Qui ne sait se taire nuit à son pays – Extrait

Qui ne sait se taire nuit à son pays – Extrait

La couverture de "Qui ne sait se taire nuit à son pays".

Extrait du roman Qui de sait se taire nuit à son pays de Rachel Maeder

Autres oeuvres de l’auteure chez Plaisir de Lire:
Le jugement de Seth
Pillages

Qui ne sait se taire nuit à son pays – Extrait

Extrait du Journal de Vallorbe, édition du vendredi 18 juin 1940.

Un appel du Conseil d’État :

Comme chacun peut s’en rendre compte par les nouvelles qui nous parviennent tous les jours, les événements extérieurs se précipitent à nos frontières. Dans ces circonstances, le Conseil d’État demande à chacun de garder son calme, d’observer le silence, – qui ne sait se taire nuit à son pays – et de maîtriser ses nerfs.

La population peut être assurée que les autorités responsables, fédérales et cantonales, civiles et militaires, ont pris toutes les précautions et veillent sur elle.

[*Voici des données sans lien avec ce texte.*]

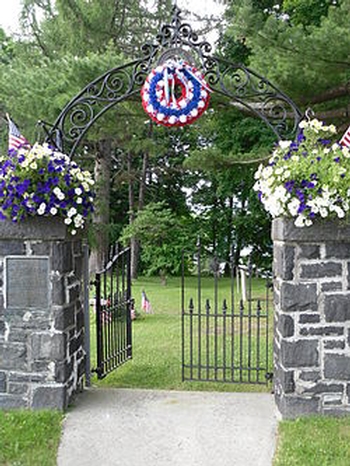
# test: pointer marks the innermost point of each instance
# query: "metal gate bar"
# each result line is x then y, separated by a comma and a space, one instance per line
224, 343
113, 314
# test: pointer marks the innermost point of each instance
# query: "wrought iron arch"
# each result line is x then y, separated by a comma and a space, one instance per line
246, 88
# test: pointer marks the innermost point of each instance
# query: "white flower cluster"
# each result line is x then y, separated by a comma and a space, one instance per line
306, 179
42, 181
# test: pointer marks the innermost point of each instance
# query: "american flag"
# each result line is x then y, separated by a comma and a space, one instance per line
345, 140
16, 140
145, 304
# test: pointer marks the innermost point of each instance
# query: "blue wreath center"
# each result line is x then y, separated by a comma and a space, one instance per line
193, 104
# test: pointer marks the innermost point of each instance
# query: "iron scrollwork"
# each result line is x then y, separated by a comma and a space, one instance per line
245, 88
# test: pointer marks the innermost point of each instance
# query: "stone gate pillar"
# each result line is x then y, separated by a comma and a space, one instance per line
312, 318
41, 314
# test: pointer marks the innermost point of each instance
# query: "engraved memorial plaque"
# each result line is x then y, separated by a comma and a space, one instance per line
27, 282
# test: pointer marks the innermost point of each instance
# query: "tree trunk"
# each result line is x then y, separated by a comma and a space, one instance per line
134, 245
101, 215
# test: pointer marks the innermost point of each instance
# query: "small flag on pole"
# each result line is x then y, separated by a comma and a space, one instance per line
16, 140
145, 304
345, 140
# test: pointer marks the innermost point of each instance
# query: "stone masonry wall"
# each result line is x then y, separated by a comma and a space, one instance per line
312, 318
41, 314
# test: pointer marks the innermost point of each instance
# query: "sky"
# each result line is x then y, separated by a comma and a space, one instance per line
9, 11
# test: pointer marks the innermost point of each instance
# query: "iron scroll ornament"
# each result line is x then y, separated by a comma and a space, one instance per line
245, 88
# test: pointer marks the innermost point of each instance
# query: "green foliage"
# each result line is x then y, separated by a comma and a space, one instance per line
314, 441
29, 438
162, 235
308, 12
40, 90
303, 62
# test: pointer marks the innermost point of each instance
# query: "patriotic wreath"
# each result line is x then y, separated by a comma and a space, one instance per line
175, 94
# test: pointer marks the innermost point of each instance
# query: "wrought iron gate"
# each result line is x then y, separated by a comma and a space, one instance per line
226, 338
113, 314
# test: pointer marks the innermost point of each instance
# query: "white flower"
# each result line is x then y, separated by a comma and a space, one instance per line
299, 221
42, 208
293, 207
72, 211
284, 144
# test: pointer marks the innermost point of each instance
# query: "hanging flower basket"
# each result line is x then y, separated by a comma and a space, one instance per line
307, 179
40, 181
175, 94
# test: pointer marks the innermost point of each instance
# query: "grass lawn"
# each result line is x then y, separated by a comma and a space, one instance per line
29, 438
156, 359
315, 441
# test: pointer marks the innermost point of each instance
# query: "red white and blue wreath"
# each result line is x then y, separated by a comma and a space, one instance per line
162, 101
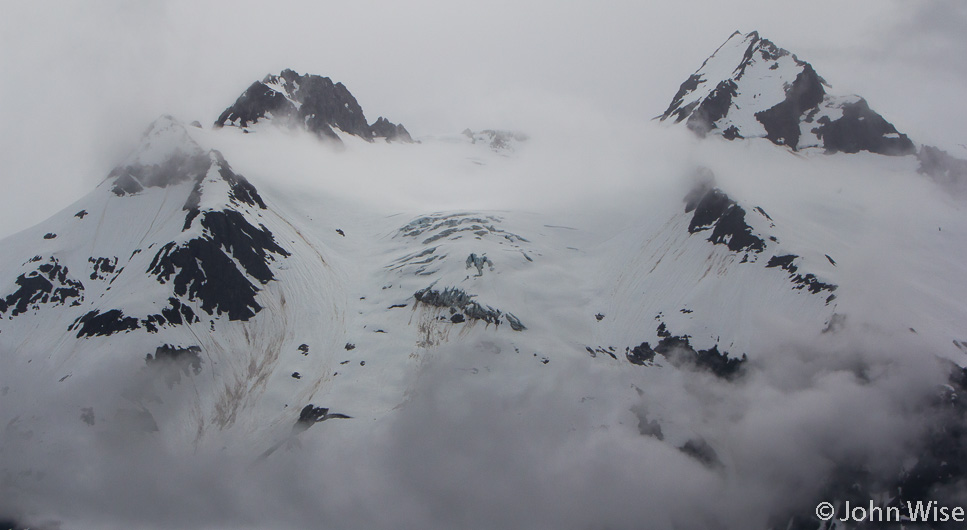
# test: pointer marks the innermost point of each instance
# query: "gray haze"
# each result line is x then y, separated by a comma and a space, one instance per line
495, 449
80, 81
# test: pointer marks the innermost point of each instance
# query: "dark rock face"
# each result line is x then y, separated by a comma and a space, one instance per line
257, 101
782, 122
712, 109
808, 282
717, 211
675, 108
134, 178
680, 353
203, 268
49, 283
700, 450
308, 101
806, 117
861, 129
104, 324
174, 361
463, 308
384, 128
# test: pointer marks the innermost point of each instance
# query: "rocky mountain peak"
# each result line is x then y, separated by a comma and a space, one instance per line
308, 101
751, 88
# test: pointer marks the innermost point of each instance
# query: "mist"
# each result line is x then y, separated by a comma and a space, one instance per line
481, 440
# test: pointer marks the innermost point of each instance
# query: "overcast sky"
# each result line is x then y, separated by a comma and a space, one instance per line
80, 81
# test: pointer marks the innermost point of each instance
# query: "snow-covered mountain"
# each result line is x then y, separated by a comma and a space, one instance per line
311, 102
751, 88
197, 302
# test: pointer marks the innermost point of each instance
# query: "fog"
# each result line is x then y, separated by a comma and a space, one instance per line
502, 448
84, 80
499, 447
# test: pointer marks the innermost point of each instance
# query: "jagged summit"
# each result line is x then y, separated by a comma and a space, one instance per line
751, 88
309, 101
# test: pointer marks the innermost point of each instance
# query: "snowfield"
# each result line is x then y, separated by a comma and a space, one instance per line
482, 317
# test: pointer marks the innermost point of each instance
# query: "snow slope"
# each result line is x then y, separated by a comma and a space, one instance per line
218, 290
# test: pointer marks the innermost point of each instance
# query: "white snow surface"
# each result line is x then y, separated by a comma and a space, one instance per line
611, 238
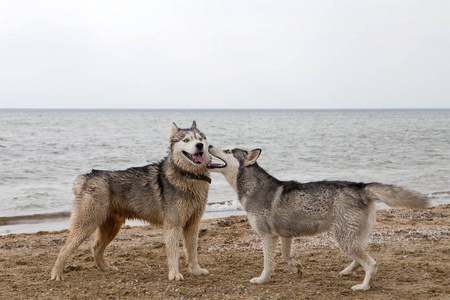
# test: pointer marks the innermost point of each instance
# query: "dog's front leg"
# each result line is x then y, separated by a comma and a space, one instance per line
172, 236
269, 244
286, 255
190, 235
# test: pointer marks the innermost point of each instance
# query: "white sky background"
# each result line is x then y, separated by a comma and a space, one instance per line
225, 54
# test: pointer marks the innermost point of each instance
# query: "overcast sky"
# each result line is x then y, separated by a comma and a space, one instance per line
225, 54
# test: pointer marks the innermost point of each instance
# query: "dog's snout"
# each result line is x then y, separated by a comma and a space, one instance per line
199, 146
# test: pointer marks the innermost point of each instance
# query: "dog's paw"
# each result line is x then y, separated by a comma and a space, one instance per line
111, 269
361, 287
199, 271
346, 273
176, 276
56, 277
296, 268
258, 280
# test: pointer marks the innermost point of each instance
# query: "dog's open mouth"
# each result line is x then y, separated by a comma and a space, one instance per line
196, 158
213, 165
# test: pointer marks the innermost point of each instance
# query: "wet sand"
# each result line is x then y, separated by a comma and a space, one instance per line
412, 250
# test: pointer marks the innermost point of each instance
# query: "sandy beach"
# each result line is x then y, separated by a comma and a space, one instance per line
411, 248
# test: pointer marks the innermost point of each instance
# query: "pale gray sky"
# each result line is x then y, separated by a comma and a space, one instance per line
225, 54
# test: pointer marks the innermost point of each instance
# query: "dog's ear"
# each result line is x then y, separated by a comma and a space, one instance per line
174, 128
252, 156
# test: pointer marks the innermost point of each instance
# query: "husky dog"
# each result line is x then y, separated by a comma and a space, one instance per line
172, 193
288, 208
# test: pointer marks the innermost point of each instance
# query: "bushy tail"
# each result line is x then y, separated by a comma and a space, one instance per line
396, 196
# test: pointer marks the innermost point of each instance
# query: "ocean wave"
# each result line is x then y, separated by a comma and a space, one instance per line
30, 219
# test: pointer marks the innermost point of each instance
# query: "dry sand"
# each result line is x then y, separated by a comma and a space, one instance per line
411, 249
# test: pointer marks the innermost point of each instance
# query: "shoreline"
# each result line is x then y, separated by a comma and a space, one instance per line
60, 220
411, 248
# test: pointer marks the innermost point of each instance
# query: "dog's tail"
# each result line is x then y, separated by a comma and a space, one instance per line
396, 196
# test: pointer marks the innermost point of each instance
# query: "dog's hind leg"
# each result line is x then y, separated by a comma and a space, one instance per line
105, 234
190, 236
269, 244
349, 270
352, 229
286, 255
77, 234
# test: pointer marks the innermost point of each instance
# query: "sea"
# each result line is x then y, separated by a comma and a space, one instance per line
43, 151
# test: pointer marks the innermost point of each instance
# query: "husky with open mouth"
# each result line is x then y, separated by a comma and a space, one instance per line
288, 209
172, 193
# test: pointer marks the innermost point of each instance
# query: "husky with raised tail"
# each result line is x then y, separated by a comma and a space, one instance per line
288, 209
172, 193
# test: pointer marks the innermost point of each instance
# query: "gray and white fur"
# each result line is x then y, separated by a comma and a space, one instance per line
172, 193
288, 209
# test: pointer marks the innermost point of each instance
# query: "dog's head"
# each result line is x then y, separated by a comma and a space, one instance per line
189, 149
232, 161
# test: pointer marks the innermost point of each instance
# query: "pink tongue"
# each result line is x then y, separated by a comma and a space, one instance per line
199, 158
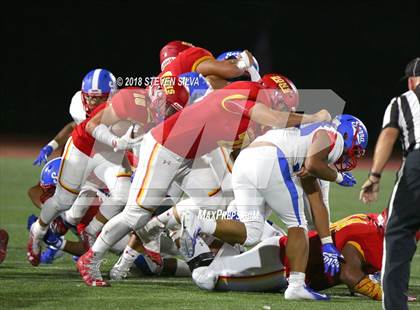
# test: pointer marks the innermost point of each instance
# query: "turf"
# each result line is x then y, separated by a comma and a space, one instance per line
59, 286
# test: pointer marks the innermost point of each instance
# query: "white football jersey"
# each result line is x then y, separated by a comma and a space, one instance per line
294, 142
77, 110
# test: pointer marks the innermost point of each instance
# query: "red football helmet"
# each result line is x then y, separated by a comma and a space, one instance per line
285, 95
171, 50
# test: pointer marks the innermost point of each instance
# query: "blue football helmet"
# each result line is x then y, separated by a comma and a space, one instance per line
49, 173
97, 85
355, 138
235, 55
196, 85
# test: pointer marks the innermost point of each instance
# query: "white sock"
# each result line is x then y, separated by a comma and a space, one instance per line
296, 279
38, 231
166, 216
70, 219
129, 255
182, 269
200, 248
208, 226
94, 227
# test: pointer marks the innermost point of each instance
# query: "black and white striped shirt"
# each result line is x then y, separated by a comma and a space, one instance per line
403, 113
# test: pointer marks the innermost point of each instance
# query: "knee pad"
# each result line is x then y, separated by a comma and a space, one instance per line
135, 216
254, 231
110, 210
63, 199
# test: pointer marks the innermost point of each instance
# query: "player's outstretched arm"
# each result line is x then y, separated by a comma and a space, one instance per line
330, 254
263, 115
319, 211
383, 149
59, 140
98, 128
226, 69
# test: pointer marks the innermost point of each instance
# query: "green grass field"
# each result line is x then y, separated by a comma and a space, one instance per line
59, 286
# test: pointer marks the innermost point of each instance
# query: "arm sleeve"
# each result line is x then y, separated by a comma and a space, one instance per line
391, 115
238, 106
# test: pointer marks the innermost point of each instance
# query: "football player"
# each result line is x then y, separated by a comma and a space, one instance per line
264, 179
4, 239
82, 156
226, 117
217, 199
358, 237
97, 86
179, 57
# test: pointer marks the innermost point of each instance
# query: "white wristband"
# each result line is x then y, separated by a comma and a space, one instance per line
339, 178
53, 144
102, 134
326, 240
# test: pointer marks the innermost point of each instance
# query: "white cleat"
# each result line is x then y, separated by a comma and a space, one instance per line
189, 233
120, 270
303, 292
205, 278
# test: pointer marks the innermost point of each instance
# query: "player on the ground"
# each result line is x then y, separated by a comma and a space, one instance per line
217, 199
97, 86
4, 239
264, 179
82, 156
358, 237
227, 117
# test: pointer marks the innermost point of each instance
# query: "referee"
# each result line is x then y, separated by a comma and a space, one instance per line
401, 120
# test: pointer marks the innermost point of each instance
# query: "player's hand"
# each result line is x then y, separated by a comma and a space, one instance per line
321, 116
345, 179
369, 192
154, 226
332, 259
126, 141
303, 173
245, 60
43, 155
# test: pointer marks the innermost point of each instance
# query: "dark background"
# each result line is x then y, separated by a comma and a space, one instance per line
357, 48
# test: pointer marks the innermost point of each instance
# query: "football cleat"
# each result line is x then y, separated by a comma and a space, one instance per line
189, 233
33, 253
87, 239
4, 239
152, 250
205, 278
303, 292
89, 268
58, 226
120, 270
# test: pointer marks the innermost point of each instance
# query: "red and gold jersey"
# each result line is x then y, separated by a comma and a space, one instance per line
222, 118
186, 61
128, 104
359, 230
83, 140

Mais il dépend aussi de la population toute entière qu’aucun incident ne vienne entraver la tâche des autorités et troubler le sang-froid que doit garder notre pays.

 

CHAPITRE 1

Vallorbe, Foyer des Bonnes Espérances

Le grincement réveilla Henri Simond. Il resta allongé à l’affût du moindre son, osant à peine respirer. Un nouveau bruit strident le fit sursauter. Il ne rêvait pas. Quelqu’un déplaçait des meubles. Le vieil homme se leva et cria d’une voix tremblante: Qui est là ? Personne ne répondit.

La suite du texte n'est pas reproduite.